With every new hack, it’s becoming clearer that older forms of two-factor authentication (2FA) are no longer the reassuring security protection they once were.

The latest and perhaps most significant is that researcher Piotr Duszyński has published a tool called Modlishka (Polish: “Mantis”) capable of automating the phishing of one-time passcodes (OTPs) sent by SMS or generated using authentication apps.

On one level, Modlishka is simply a tool that sits on the same server as a phishing site capturing any credentials and 2FA tokens the user can be tricked into sending it.

But instead of cloning the phished site (Gmail, say), it behaves like a reverse proxy, cleverly feeding the user content from the real site to make an attack look more convincing.

The user thinks they are interacting with the real site because they are – Modlishka, meanwhile, proxies all of this without the user realising.

A video demo shows how Modlishka could be used to phish a Google user but it could just as easily be used against any service where the same authentication is in use.

Explains Duszyński:

This tool should be very useful to all penetration testers, that want to carry out an effective phishing campaign (also as part of their red team engagements).

Was it right to publish such a powerful tool? Arguably, yes.
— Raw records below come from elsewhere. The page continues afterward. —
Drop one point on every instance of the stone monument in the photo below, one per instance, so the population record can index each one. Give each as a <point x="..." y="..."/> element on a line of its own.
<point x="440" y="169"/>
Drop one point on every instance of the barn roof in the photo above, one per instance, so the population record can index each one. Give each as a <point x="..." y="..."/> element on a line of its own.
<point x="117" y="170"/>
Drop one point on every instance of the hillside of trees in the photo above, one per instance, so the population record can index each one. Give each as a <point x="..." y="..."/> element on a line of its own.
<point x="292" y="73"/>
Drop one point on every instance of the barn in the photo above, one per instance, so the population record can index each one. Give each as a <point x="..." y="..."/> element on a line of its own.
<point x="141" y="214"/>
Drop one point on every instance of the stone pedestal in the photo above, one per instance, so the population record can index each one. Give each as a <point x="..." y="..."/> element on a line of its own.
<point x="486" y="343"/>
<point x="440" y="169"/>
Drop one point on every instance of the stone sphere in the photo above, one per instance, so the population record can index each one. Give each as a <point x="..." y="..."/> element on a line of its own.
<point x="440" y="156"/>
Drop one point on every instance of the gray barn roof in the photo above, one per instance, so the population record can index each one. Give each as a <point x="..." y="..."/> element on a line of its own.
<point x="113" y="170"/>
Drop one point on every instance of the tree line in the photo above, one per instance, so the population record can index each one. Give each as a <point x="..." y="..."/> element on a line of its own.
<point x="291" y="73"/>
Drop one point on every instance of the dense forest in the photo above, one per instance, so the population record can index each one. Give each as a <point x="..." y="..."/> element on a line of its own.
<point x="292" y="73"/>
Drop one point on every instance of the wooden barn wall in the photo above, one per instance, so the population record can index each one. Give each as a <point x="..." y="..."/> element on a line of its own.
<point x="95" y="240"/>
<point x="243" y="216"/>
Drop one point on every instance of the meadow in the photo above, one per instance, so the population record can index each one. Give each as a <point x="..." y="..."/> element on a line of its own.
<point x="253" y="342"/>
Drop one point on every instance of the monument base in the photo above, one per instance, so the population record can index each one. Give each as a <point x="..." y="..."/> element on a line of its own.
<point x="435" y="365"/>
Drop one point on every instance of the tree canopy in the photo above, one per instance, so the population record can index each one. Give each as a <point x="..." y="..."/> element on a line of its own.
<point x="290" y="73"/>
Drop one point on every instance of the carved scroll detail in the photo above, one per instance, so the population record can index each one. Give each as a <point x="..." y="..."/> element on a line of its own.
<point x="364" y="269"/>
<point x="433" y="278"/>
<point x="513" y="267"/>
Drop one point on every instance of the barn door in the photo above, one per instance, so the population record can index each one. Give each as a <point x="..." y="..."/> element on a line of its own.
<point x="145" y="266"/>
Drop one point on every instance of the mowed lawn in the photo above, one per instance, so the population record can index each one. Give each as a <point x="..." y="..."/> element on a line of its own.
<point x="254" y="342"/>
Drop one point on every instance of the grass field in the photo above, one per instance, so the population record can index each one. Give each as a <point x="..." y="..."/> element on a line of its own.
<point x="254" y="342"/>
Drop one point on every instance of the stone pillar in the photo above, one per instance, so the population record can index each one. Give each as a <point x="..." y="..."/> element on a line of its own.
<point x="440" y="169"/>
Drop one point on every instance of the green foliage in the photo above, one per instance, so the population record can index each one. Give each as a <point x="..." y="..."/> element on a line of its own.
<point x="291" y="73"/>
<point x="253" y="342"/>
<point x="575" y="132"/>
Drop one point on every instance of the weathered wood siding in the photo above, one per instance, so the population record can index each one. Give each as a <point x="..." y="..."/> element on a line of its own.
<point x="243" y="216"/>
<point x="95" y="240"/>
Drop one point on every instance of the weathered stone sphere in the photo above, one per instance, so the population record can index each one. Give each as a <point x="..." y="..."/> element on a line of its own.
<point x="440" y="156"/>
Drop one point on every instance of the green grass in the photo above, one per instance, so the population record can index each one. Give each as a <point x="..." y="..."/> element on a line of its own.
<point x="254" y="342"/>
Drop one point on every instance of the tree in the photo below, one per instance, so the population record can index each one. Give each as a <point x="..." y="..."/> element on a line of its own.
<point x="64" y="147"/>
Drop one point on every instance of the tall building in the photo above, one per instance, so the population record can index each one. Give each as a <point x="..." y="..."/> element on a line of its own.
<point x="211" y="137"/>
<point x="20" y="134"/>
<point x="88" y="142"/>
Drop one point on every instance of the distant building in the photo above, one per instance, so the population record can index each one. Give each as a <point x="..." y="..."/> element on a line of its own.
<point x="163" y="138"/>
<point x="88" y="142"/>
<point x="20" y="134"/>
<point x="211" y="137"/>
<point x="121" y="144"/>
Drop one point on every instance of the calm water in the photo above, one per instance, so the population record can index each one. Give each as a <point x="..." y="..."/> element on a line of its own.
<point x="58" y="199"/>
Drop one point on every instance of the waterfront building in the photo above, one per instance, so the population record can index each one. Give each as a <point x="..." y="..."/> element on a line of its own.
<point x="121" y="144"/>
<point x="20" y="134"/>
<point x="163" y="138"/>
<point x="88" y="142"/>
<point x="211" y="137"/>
When used for its intended purpose – simulating phishing attacks against 2FA as part of a penetration or social engineering test – it offers an important insight into the vulnerability of this type of security.

As for being used by cybercriminals, there are probably plenty of other tools that can do a similar job given that phishing OTP codes isn’t a new technique.

Within days of one another in December, separate reports emerged of attacks where phishing had successfully been used to obtain OTP codes as part of targeted campaigns.

The first was against high-value US targets, while the second was documented by Amnesty International as having been part of a campaign to break into the email accounts of over 1,000 human rights campaigners.

Ambitiously, the latter attempted to crack email services such as ProtonMail and Tutanota, which have additional layers of security and log all accesses.